The Downtown/MAPS Tax Increment District (often called simply the Downtown TIF) was created in 2000 to aid and fund projects in the very first MAPS, and it’s set to expire and close in 2026 with an expected positive balance of $20 million.

“Over time, enough has happened downtown, that there’s just been extra money generated and the city hasn’t had to spend all of that on the individual projects,” explained Alliance for Economic Development president Kenton Tsoodle.

How can that money be used?

As former assistant city manager, Tsoodle was heavily involved in the organization and passage of MAPS 4. In his current position with The Alliance for Economic Development, he’s been instrumental in devising the stadium project’s new funding increase using TIF revenue.

With city approval, that “extra money” generated in the Downtown TIF can now be used to cover some of the increased cost of the stadium, with the remainder covered by funds originally allocated for debt coverage from the Omni Hotel project.

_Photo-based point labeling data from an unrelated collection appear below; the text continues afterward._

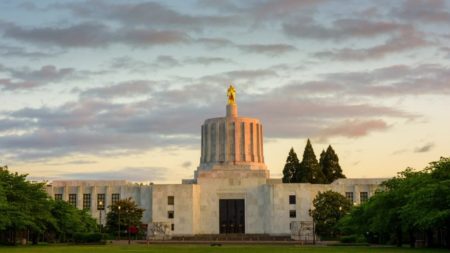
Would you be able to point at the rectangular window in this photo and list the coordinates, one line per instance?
(73, 199)
(115, 197)
(86, 201)
(101, 201)
(170, 200)
(349, 196)
(363, 197)
(292, 199)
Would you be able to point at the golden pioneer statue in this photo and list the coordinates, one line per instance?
(231, 93)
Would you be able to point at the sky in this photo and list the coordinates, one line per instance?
(119, 89)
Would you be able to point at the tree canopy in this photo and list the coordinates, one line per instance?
(128, 211)
(309, 170)
(291, 167)
(415, 204)
(26, 206)
(329, 165)
(329, 208)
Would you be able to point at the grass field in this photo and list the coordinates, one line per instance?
(207, 248)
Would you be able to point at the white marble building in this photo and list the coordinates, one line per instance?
(231, 191)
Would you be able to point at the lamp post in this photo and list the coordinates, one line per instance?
(100, 203)
(128, 218)
(119, 222)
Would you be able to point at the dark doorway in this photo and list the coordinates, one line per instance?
(232, 216)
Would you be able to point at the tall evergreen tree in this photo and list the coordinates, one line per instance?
(309, 170)
(290, 168)
(329, 164)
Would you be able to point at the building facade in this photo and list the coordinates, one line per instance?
(231, 191)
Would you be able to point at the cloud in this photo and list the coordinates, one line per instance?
(269, 49)
(14, 51)
(395, 80)
(396, 44)
(135, 174)
(353, 128)
(342, 29)
(26, 78)
(425, 148)
(186, 164)
(207, 60)
(94, 35)
(436, 11)
(125, 89)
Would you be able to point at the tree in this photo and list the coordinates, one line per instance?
(329, 208)
(70, 221)
(329, 164)
(128, 211)
(309, 169)
(24, 206)
(291, 167)
(415, 204)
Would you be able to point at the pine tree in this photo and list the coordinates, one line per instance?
(309, 170)
(291, 166)
(329, 165)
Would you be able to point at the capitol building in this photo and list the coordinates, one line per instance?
(231, 191)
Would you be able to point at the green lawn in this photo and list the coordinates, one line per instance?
(207, 248)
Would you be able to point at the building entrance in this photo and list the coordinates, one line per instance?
(232, 216)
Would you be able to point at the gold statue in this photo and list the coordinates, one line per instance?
(231, 93)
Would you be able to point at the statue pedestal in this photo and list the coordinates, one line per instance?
(232, 110)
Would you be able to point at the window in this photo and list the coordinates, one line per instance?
(101, 201)
(86, 201)
(115, 197)
(363, 197)
(73, 199)
(349, 196)
(170, 200)
(292, 199)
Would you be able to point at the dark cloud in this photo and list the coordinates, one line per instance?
(398, 43)
(169, 117)
(425, 148)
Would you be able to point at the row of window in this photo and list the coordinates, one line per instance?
(171, 214)
(363, 197)
(87, 200)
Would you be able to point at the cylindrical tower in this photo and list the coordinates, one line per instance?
(232, 142)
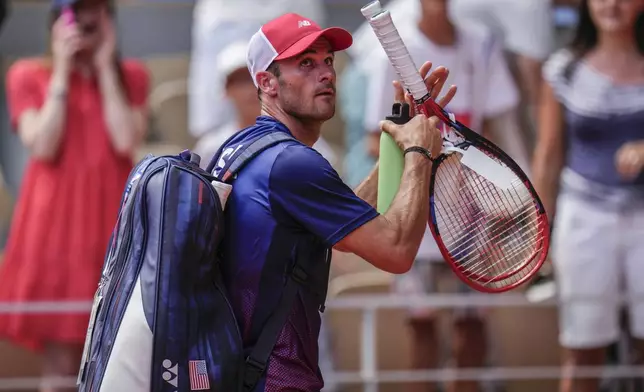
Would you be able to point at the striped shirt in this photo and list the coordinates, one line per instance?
(600, 117)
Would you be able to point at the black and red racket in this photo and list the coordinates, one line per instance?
(485, 215)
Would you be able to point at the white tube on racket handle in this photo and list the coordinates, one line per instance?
(371, 9)
(397, 52)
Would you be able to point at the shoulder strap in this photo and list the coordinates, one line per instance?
(241, 156)
(258, 359)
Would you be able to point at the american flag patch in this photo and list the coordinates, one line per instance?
(198, 376)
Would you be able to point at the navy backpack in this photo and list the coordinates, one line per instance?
(161, 319)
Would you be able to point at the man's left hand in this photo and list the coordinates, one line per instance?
(434, 82)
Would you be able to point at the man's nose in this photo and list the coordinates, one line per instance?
(327, 73)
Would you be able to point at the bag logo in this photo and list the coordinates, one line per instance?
(171, 371)
(223, 158)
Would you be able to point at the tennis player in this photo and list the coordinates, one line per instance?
(289, 197)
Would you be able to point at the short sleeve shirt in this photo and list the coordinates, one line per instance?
(286, 199)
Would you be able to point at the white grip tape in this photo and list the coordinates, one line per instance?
(371, 9)
(396, 50)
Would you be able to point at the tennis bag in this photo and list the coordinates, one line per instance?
(161, 320)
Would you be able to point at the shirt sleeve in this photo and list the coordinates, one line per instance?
(380, 92)
(137, 83)
(502, 93)
(24, 90)
(305, 186)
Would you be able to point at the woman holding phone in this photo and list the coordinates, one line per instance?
(589, 171)
(81, 113)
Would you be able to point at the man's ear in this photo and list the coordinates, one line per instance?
(267, 82)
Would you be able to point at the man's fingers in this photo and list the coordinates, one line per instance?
(399, 93)
(436, 75)
(437, 87)
(447, 98)
(389, 127)
(424, 69)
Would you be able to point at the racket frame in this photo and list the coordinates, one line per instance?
(473, 139)
(385, 30)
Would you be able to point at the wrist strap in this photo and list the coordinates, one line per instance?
(420, 150)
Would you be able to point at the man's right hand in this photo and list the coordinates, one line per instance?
(66, 42)
(419, 131)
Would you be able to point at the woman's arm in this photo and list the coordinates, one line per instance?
(41, 130)
(126, 125)
(549, 154)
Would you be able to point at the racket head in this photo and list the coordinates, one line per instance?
(493, 232)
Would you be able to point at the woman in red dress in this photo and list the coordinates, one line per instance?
(81, 114)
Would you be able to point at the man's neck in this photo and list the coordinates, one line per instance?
(307, 133)
(246, 121)
(441, 32)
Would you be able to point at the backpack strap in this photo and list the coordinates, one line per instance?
(244, 154)
(257, 360)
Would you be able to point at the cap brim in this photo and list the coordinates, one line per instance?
(339, 38)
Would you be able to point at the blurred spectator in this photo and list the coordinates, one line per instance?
(81, 112)
(216, 24)
(526, 27)
(588, 162)
(485, 91)
(4, 11)
(352, 91)
(241, 91)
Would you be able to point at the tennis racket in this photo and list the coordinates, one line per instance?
(485, 215)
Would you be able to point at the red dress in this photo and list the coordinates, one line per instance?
(66, 208)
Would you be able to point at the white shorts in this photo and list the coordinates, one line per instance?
(433, 277)
(597, 252)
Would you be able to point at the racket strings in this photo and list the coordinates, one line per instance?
(492, 234)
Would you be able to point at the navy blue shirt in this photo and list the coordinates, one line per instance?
(287, 198)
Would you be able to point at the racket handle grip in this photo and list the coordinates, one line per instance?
(400, 113)
(392, 161)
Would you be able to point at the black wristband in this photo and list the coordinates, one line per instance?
(420, 150)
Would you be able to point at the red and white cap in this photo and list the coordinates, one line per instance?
(287, 36)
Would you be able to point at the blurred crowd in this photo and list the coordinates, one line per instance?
(558, 84)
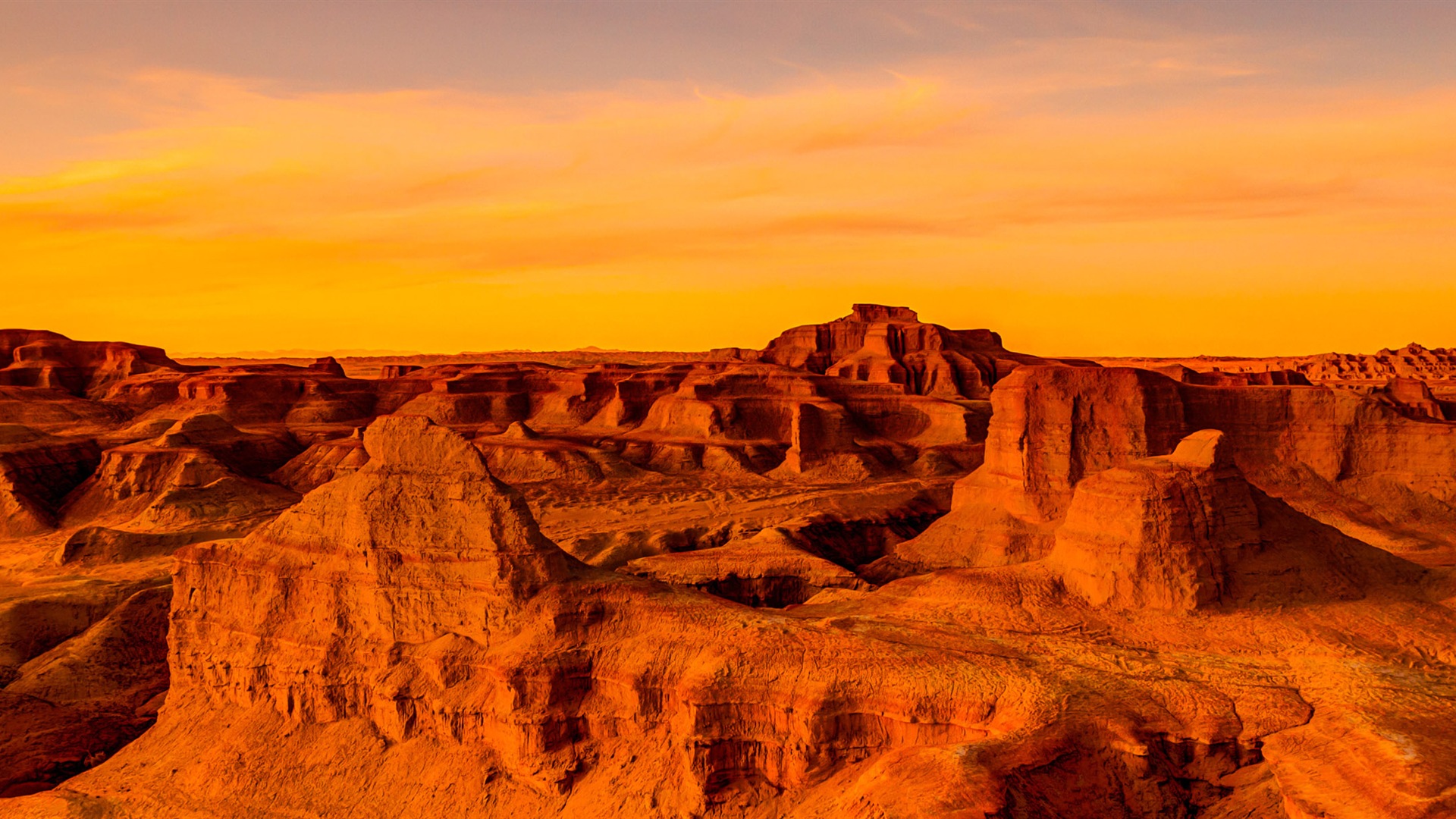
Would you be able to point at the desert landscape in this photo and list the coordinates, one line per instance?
(880, 567)
(727, 410)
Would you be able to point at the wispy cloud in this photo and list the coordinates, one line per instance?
(959, 174)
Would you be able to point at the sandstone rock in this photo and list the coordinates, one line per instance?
(770, 569)
(1159, 532)
(892, 346)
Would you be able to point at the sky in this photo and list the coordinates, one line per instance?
(1087, 178)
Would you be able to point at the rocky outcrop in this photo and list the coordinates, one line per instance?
(1341, 458)
(72, 707)
(322, 463)
(1159, 532)
(147, 497)
(770, 569)
(457, 626)
(79, 368)
(892, 346)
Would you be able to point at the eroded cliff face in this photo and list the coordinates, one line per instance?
(705, 588)
(883, 344)
(417, 601)
(1347, 460)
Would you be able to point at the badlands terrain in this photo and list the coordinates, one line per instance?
(878, 569)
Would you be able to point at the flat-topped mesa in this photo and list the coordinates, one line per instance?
(397, 539)
(328, 365)
(881, 314)
(884, 344)
(1350, 461)
(80, 368)
(1159, 532)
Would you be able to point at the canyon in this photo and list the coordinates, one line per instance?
(875, 569)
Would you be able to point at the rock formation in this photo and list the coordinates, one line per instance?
(892, 346)
(724, 585)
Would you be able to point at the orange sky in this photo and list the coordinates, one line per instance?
(1133, 188)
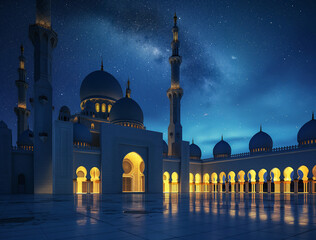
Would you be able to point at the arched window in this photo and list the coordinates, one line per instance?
(97, 107)
(103, 107)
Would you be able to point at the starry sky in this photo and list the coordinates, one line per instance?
(245, 63)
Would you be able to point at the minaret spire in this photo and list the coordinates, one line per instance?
(44, 40)
(174, 94)
(128, 90)
(21, 110)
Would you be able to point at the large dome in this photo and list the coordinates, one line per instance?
(195, 151)
(126, 110)
(100, 84)
(260, 142)
(222, 149)
(82, 134)
(307, 132)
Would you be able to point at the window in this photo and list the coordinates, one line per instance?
(97, 107)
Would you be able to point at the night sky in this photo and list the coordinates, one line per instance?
(245, 63)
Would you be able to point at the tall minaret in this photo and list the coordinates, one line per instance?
(44, 40)
(21, 111)
(174, 94)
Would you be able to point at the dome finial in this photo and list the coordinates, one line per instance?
(128, 90)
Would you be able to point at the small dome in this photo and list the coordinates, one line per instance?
(195, 151)
(260, 142)
(126, 110)
(64, 114)
(100, 84)
(164, 147)
(3, 124)
(82, 134)
(307, 133)
(26, 138)
(222, 149)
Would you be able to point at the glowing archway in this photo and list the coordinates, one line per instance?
(197, 182)
(222, 177)
(174, 182)
(288, 177)
(166, 183)
(206, 181)
(95, 179)
(262, 175)
(288, 174)
(275, 174)
(214, 177)
(314, 172)
(81, 184)
(302, 173)
(191, 179)
(241, 176)
(231, 177)
(251, 176)
(133, 176)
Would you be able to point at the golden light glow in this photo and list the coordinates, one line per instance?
(305, 171)
(81, 183)
(251, 175)
(97, 107)
(95, 179)
(261, 175)
(276, 174)
(241, 176)
(174, 182)
(166, 183)
(214, 177)
(133, 176)
(231, 177)
(287, 173)
(21, 65)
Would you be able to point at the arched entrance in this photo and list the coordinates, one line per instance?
(95, 179)
(133, 176)
(166, 182)
(81, 184)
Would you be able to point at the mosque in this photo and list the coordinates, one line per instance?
(106, 147)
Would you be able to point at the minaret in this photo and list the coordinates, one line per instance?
(174, 94)
(21, 111)
(44, 40)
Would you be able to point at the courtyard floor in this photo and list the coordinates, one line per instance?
(162, 216)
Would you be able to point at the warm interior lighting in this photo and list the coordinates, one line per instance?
(166, 183)
(133, 176)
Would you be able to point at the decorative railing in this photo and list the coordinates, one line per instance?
(28, 149)
(247, 154)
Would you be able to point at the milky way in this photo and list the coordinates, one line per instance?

The Omni Hotel’s funding is a public/private partnership, with city debts leveraged by a large collection of sources, including multiple TIFs and hotel taxes. With the Omni’s earnings reportedly above projection, city officials approved the use of funds originally allocated for debt coverage to be shifted to the stadium.

The plan is to approve the use of those funds generated by the Downtown TIF and the Omni Hotel to increase the stadium budget dependent upon Energy owners going back to the Producers Co-op land and settling on a site in that space that they will purchase and then donate to the city.

Energy ownership has signed a contract declaring they’ll do just that.

The new deal calls for the Energy to buy just nine acres – no longer the nearly 40 acres of the previously unsuccessful deal – and to donate 7.2 acres to the city for the stadium site. The remaining land will be developed by the Energy toward their goal of a larger “sports-centered entertainment district.”

The Energy will retain an option to purchase the remaining land as the area develops over time.

Why was approval needed?

Reallocating funds generated by one TIF for use in another required approval by both the OKC Economic Development Trust and the City Council for the City of Oklahoma City. 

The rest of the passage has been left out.